You need to set networking.ingress.hostname:

  "networking": {
    "cni_network_enabled": true,
    "cni_network_name": "dcos",
    "cni_network_plugin_labels": "",
    "ingress": {
      "enabled": true,
      "hostname": "jupyter.redpine.com"
    }
  },

And then, assuming your Public Agent(s) (or Elastic Load Balancer that fronts your Public Agent(s)) have a DNS A (or CNAME) record for jupyter.redpine.com pointing to its IP(s), you should be able to access your Notebook at https://jupyter.redpine.com/jupyter

We also ignore this healthChecks stanza:

  "healthChecks": [
    {
      "portIndex": 0,
      "protocol": "MESOS_HTTP",
      "path": "/healthz",
      "gracePeriodSeconds": 30,
      "intervalSeconds": 20,
      "timeoutSeconds": 10,
      "maxConsecutiveFailures": 3
    }
  ],
redpine42 commented 5 years ago

I added the health checks and labels based upon the cni example you provided. Other than that the rest is what comes from the gui generated json. I'll try adding the networking section.

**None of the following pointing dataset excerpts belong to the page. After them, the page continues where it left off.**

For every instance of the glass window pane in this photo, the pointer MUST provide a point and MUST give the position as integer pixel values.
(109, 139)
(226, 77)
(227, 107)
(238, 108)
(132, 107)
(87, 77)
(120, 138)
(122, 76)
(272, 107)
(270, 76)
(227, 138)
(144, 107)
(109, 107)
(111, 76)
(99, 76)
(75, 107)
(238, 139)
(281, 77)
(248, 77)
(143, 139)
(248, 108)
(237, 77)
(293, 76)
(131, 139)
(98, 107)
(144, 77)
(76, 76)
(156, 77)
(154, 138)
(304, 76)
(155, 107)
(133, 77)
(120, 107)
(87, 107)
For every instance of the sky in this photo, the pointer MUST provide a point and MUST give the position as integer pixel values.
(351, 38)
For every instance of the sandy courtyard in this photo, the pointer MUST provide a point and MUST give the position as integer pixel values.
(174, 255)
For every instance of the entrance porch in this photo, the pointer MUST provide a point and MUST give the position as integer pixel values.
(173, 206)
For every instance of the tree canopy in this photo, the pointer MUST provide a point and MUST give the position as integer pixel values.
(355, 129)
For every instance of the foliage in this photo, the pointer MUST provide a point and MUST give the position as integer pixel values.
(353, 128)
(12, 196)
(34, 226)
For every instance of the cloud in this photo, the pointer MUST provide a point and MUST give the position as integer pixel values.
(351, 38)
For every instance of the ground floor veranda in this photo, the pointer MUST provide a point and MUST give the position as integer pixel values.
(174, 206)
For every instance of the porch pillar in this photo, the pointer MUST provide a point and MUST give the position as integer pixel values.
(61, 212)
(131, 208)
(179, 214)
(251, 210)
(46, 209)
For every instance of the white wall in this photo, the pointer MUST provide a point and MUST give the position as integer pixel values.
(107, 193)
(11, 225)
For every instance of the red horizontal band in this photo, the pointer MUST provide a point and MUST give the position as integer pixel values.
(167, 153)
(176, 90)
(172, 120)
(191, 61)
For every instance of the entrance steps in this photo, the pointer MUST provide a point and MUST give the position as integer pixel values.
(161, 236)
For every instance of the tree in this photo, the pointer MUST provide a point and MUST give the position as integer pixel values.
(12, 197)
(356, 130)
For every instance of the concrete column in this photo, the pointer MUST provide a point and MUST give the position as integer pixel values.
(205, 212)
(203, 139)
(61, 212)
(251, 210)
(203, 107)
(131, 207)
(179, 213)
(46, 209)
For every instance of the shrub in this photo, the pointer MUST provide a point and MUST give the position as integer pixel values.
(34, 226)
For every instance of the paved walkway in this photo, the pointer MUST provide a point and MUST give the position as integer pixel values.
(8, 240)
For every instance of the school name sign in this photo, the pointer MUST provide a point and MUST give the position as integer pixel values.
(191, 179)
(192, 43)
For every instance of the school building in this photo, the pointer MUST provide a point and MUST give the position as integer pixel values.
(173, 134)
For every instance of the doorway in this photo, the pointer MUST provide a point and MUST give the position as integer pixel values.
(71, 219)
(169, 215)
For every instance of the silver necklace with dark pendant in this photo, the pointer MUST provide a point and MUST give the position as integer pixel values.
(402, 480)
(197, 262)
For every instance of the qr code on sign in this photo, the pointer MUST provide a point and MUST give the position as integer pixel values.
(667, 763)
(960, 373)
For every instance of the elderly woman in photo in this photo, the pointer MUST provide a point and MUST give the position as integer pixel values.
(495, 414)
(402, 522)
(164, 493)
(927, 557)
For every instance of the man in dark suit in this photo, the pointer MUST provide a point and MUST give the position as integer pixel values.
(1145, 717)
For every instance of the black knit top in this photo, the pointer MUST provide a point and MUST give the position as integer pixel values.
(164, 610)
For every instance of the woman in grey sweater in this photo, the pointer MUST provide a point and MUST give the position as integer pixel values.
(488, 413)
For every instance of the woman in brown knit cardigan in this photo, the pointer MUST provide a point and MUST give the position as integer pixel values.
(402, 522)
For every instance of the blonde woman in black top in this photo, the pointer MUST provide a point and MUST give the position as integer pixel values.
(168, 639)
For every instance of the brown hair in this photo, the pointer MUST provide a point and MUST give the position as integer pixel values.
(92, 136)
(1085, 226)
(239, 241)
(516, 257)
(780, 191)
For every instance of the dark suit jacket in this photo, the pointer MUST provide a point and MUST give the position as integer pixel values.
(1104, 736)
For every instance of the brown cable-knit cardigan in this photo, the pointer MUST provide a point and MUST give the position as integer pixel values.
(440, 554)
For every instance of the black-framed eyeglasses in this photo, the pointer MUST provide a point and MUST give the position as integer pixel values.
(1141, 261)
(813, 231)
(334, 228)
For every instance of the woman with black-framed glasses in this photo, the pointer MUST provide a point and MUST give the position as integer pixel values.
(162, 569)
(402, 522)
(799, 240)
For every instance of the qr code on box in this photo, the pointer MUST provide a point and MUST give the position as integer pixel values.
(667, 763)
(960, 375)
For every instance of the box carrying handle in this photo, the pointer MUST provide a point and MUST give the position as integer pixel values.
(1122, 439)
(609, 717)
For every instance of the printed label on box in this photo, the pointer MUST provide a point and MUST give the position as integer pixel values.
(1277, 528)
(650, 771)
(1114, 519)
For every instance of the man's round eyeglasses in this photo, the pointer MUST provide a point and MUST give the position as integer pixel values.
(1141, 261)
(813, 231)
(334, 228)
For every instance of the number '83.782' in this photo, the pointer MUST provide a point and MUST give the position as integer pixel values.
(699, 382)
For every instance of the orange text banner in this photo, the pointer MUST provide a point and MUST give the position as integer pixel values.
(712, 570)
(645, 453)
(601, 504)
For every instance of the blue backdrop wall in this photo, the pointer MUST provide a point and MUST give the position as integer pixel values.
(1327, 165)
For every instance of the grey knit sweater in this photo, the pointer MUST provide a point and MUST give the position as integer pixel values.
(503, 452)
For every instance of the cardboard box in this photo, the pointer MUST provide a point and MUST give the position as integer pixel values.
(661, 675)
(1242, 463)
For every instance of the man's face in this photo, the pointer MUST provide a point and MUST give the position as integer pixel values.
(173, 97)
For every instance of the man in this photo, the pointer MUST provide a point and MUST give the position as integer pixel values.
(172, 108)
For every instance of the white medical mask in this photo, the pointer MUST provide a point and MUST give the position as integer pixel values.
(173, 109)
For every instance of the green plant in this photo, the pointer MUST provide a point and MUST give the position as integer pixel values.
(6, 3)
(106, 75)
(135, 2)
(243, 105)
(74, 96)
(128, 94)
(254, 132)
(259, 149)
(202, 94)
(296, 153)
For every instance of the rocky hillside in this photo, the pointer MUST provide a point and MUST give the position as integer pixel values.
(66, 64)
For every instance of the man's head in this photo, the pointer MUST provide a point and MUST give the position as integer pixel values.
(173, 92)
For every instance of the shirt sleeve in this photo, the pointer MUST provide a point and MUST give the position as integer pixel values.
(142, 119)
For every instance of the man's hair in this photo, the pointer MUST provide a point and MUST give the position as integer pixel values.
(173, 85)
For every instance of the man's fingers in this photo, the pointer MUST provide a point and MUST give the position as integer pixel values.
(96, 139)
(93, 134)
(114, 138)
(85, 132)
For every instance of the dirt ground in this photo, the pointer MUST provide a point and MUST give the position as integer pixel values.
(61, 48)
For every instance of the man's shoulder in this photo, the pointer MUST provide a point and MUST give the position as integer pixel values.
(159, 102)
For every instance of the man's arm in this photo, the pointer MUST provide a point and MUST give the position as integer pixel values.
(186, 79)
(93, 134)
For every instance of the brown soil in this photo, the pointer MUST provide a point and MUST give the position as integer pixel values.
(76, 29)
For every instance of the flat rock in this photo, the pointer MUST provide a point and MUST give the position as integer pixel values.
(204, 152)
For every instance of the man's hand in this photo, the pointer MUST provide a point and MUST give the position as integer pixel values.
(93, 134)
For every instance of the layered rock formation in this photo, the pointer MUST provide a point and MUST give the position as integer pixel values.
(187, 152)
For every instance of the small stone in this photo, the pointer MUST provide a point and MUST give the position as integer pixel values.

redpine42 commented 5 years ago

The networking section I did have the hostname set on a previous test with no luck.

Removed healthChecks, and labels. Added hostname still marathon-lb shows the backend down even though DC/OS shows jupyter up. Returns 503 when I hit https://jupyter.redpine.com. I did have all this working before. Only difference was I was using Traefik, which wasn't able to get to work in strict mode.

vishnu2kmohan commented 5 years ago

The schema for the options.json (Catalog Package Deployment UI) is not the same as the rendered Marathon App JSON.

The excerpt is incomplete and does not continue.